Linux: incremental backup using rsync on btrfs with snapshots
My production data are backed up by bacula. This is good for data "online" all the time, but it is not so convent for my notebook and media PC. Till now I was using only simple rsync script to "copy" everything important to USB drive or iSCSI LUN. It was working fine but hat one catch. There is no way how to retrieve older version of files.

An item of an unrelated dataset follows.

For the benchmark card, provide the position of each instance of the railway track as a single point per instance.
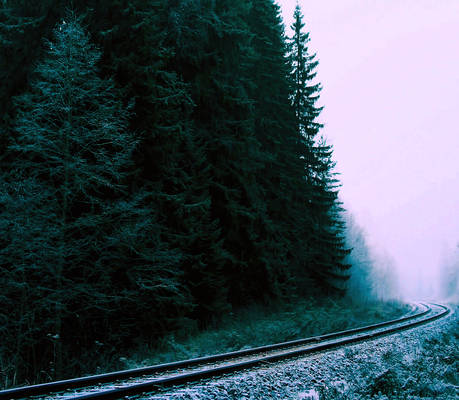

I would like to have possibility to retrieve also older versions of files so I combined my rsync backup with btrfs and snapshot feature. Here is result:
Before first backup
I am using iSCSI lun as target for backup. Skip iSCSI part if you are using USB drive.
iSCSI configuration
It is important to password protect Target. Otherwise any device on local network can overwrite it. Also I highly recommend Header and Data digest. There is possibility of data corruption without it.
Configuration of iSCSI initiator is stored in /etc/iscsi/iscsid.conf
. Following lines are mandatory:
node.session.auth.authmethod = CHAP node.session.auth.username = <user> node.session.auth.password = <pass> node.conn[0].iscsi.HeaderDigest = CRC32C node.conn[0].iscsi.DataDigest = CRC32C
All others can be left in "default" configuration.
iSCSI discovery and login
It is necessary to discover iSCSI target and log to it before system can access drive. It can be performed by following commands (replace "narnia-nas" and name of target with name used by your storage):
# iscsiadm -m discovery -t st -p narnia-nas 10.x.x.x:3260,1 iqn.2000-01.com.synology:narnia-nas.lukas # iscsiadm -m node -T iqn.2000-01.com.synology:narnia-nas.lukas --login Logging in to [iface: default, target: iqn.2000-01.com.synology:narnia-nas.lukas, portal: 10.x.x.x,3260] (multiple) Login to [iface: default, target: iqn.2000-01.com.synology:narnia-nas.lukas, portal: 10.x.x.x,3260] successful.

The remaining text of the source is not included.